15. Galau

38 3 10
                                    

Lirih, suara alunan nada indah, terdengar di telinga. Bersama sebuah nyala api terlihat. Tidak besar, hanya menyala sebesar nyala korek api, tepat di depan florette.

Pelan-pelan, nyala api itu sedikit membesar.

Membesar!

Lebih besar!

Lebih besar lagi!

Dan sangat besaR!

Senandung merdu itu ikut menguat bersamaan dengan membesarnya nyala bola api tersebut.

"Dan sekarang penjaga itu, datang."

Alunan itu terhenti, seketika. Bola api itu terbang ke angkasa, melesat secepat benda itu bisa lakukan. Suara bising serupa deru pesawat tempur, menyertai. Sangat memekakan.

Abdi memperhatikan dengan kewaspadaan penuh. Sedangkan, Saravi melipat tangan di depan dada. Bibirnya menyungging senyum penuh kebanggaan, dan mengangkat dagu.

Terlihat, bola api berekor itu, memperlebar nyala apinya, ke kiri, dan ke kanan. Sekilas, Abdi melihat siluet bentuk burung tergambar jelas dalam api itu.
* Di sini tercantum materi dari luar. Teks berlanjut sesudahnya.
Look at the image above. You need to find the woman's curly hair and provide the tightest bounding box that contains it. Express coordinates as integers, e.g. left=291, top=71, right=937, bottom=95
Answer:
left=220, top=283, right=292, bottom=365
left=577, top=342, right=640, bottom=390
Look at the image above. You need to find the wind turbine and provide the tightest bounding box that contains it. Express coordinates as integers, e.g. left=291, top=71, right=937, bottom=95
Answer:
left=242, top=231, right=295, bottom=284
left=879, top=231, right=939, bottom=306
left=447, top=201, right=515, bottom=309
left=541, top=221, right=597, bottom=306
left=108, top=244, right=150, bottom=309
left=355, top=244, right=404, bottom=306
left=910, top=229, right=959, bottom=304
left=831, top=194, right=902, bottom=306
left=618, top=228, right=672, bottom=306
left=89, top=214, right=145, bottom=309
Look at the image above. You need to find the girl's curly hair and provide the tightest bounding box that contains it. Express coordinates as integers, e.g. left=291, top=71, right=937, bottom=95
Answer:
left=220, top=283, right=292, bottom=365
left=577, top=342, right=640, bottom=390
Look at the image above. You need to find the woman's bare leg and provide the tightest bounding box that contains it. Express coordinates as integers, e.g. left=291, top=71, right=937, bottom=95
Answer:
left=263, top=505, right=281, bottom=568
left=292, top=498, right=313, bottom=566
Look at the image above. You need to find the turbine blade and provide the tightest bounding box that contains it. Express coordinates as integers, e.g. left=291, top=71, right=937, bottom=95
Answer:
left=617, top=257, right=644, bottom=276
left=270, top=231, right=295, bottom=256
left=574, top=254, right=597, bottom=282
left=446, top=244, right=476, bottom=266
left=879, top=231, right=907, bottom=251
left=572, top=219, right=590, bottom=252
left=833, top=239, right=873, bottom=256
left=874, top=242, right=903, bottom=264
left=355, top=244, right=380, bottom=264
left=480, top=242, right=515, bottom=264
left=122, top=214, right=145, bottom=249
Hingga, bentuk burung itu perlahan berbentuk, dan menjadi nyata. Burung itu terbang ke segala arah. Sesekali menukik, terbang rendah diatas Abdi, dan Saravi. Suara kaoknya menggema di seluruh angkasa.

Terkadang Abdi, dan Saravi, merunduk. Hempasan angin akibat kepakan sayap burung itu patut diwaspadai. Sesekali Saravi merapikan rambutnya, sembari terlihat kesal.

Setelah puas terbang ke sana, kemari, burung itu memperlambat laju terbangnya, merendah, dan benar-benar mendarat. Saravi berjalan kearahnya, burung itu juga melakukan hal yang sama, dan Abdi masih tetap ditempatnya, tak bergerak.

Tempat burung itu mendarat, tidak jauh dari mereka. Udara yang dihempaskan karena kepakan sayap burung itu juga tak terasa kuat lagi. Mungkin burung itu sengaja melakukanya. Sehingga Saravi batal mencincang burung itu, karena, merusak penampilan rambutnya. Paling tidak itu yang Abdi dengar saat gadis itu menggerutu, tadi.

Tubuh burung itu sangat besar. Tingginya saja kisaran tiga meter. Entahlah dengan bobot tubuhnya, serta lebar rentang sayap mahluk itu. Berdasarkan rasio perbandingan minimal, lebar rentang sayap dari ujung ke ujung sama dengan empat kali panjang tulang belakang. Tentu saja akan lebih lebar lagi jika burung itu lebih berat.

Warna burung itu juga menarik. Dengan dominan warna merah terang, serta beberapa warna jingga dan kuning dibagian dada, balik sayap, dan ekor. Rasanya warna itu seperti gula-gula kapas yang dapat terbang. Terlihat manis.

Begitu berada didepan Saravi, burung itu menunduk, dan memejamkan mata. Seolah memberi salam, atau memang itu yang dilakukanya. Ah, entahlah.

Saravi mengajukan tanganya, mengelus-elus lembut puncak kepala burung merah itu.
"Pyro, bagaimana keadaanmu. Lama kita tidak jumpa."

Burung bernama Pyro itu menikmati belaian lembut Saravi. Seandainya saja belaian itu untuk laki-laki, bukan burung sialan itu.
"Baik Tuan. Saya rasa, terakhir kita bertemu, kira-kira, seperempat revolusi galaxy, belum terlalu lama. Ah, jadi ini wujud anda sekarang, seorang gadis cantik, ya."

Menggelikan, apa yang burung sialan itu tahu tentang cantik.

"Benar, ini wujudku. Seperempat revolusi, sama saja jutaan tahun planet ini. Jadi, lama atau sebentar, itu relatif."

Pyro menegakan badan. Saravi mundur beberapa langkah, dan mendongak untuk menatap.
"Anda benar."
Pyro menyadari ada keberadaan manusia lain. Sekilas, burung itu melihat lewat sudut matanya.
"Jadi, dia among anda. Terlihat biasa saja, tidak ada yang istimewa."